Cauliflower pecorino potato salad

White winter salad

This splendid salad was first created when I had bought a ton of cauliflower to test my gluten free pizza crust and was left with one kilo of the raw veg in my fridge. As it sat between a hunk of pecorino cheese and these left over boiled potatoes, I had an aha moment. And what a great one it was – I paired it with a silky mustard olive oil dressing, tossed some raw sliced mushrooms and toasted pine nuts. It’s been one of my favorite salad starters since. Because it has potatotes and cheese you don’t feel like you’re just eating a new age raw cauliflower salad you know? It’s quite festive, keeps well if prepared in advance and very tasty so perfect for your upcoming Christmas dinner parties.

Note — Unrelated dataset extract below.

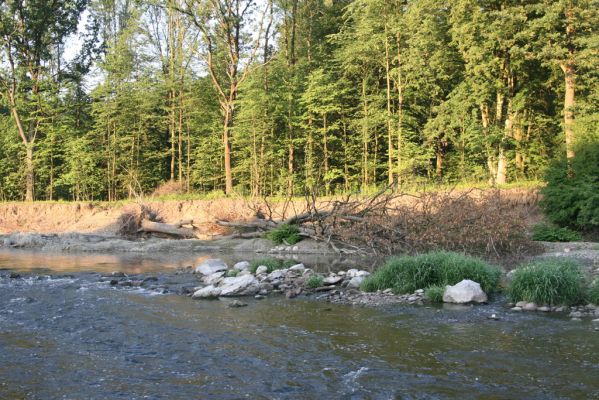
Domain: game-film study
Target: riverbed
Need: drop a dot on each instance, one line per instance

NOTE: Really do make sure that your cauliflower is either shaved with a mandolin or sliced very thin (a millimeter or two) in order to get the perfect texture for this salad. Some of it will crumble while you slice and that’s ok, but don’t make thick slices.

Serves 6-8

Ingredients

  • 1/2 cauliflower, sliced thin
  • 4 big potatoes, cooked, cooled and cubed
  • 1/2 cup of pecorino cheese or a nice sheep’s milk cheese, in shavings or cubes
  • 6 mushrooms, sliced
  • 2 tbsp capers (optional)
  • 1/2 cup olive oil
  • 2-3 heaping tbsp Dijon mustard (not a hot one, I like the Maille brand)
  • 1 tbsp cider vinegar
  • 1 tsp salt
  • 1/2 cup pine nuts, toasted

Instructions

  1. Mix cauliflower, potatoes, pecorino and mushrooms together in large bowl. You can also add the capers at this point.
  2. In a small bowl make the dressing by gradually whisking the mustard and vinegar into the olive oil until it becomes a creamy consistency.
  3. Pour dressing into the salad and toss well. Let salad rest a few hours and up to 12.